According to analysts of the Russian Academy of Sciences' Institute of World Economy and International Relations, most American generals do not view Russia as a potential enemy in the medium term. This means that Washington will no longer pressure Moscow during consultations ahead of signing a new strategic arms control treaty, and Russia may bargain for better conditions.
However, the U.S. is unlikely to have abandoned its ABM plans for Europe, although Russia may now have a say in choosing the new deployment sides.
Moscow should not think that the United States has halted its European ABM plans exclusively because of the Kremlin's firm stance, and therefore should not refuse to consider concessions during bilateral talks.
Russia should consider supporting some sanctions against Iran and stop supplying some types of weapons to it. It should also negotiate a broader transit of military cargo to Afghanistan across Russia, including by land.
If Russia persists in its non-negotiable stance, this will only strengthen the positions of American hawks and the East European lobbies, which consider any concessions to Russia to be counter-productive.
However, if Moscow pursues a flexible policy at the upcoming bilateral talks, this will give it greater chances of promoting cooperation with the United States and NATO. Washington's refusal to build a missile tracking radar in the Czech Republic gives Russia a fresh chance to develop the Gabala radar in Azerbaijan and the Armavir radar in Russia into a full-scale alternative to the proposed East European ABM facilities.

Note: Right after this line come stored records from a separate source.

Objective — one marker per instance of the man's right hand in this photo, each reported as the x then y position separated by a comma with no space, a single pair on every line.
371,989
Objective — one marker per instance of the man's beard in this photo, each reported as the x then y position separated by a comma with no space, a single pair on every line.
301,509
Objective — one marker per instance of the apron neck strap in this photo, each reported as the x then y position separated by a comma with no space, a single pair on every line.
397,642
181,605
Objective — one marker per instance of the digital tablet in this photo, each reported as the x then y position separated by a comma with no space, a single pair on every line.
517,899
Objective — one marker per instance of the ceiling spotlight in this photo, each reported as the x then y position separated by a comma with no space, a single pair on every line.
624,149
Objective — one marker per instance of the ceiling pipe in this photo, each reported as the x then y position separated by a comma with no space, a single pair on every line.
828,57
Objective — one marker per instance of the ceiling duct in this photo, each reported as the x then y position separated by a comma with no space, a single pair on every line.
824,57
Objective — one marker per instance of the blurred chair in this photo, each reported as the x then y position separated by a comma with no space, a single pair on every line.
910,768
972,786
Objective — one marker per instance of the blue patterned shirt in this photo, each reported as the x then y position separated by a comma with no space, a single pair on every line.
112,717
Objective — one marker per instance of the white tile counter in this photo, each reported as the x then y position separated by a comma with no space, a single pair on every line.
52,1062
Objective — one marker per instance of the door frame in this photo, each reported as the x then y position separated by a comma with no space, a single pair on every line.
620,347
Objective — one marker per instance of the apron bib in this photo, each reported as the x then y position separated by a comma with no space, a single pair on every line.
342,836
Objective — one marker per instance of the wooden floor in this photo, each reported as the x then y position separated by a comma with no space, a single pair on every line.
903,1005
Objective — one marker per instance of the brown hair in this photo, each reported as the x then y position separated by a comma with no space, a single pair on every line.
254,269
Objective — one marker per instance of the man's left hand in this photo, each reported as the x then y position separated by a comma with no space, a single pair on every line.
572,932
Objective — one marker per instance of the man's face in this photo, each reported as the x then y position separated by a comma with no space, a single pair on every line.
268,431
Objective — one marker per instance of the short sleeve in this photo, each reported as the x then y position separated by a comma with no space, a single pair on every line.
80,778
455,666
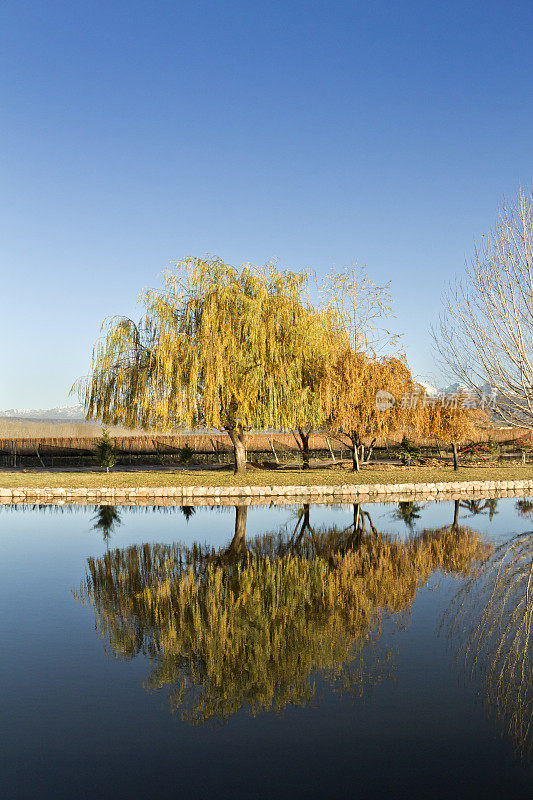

Some countries in southern and central Europe, which believed that the ABM systems in the Czech Republic and Poland would not protect them from potential Iranian or North Korean missile strikes, will get a chance to negotiate the deployment of anti-missiles and tracking radars in Greece, Turkey and Bulgaria.
Moreover, everyone now has a unique chance to develop multilateral exchange of information on missile launches. One can even dream, albeit cautiously, about a multinational ABM system involving Russia, which would protect the world from terrorist attacks and unpredictable regimes, and would not be targeted against Russia.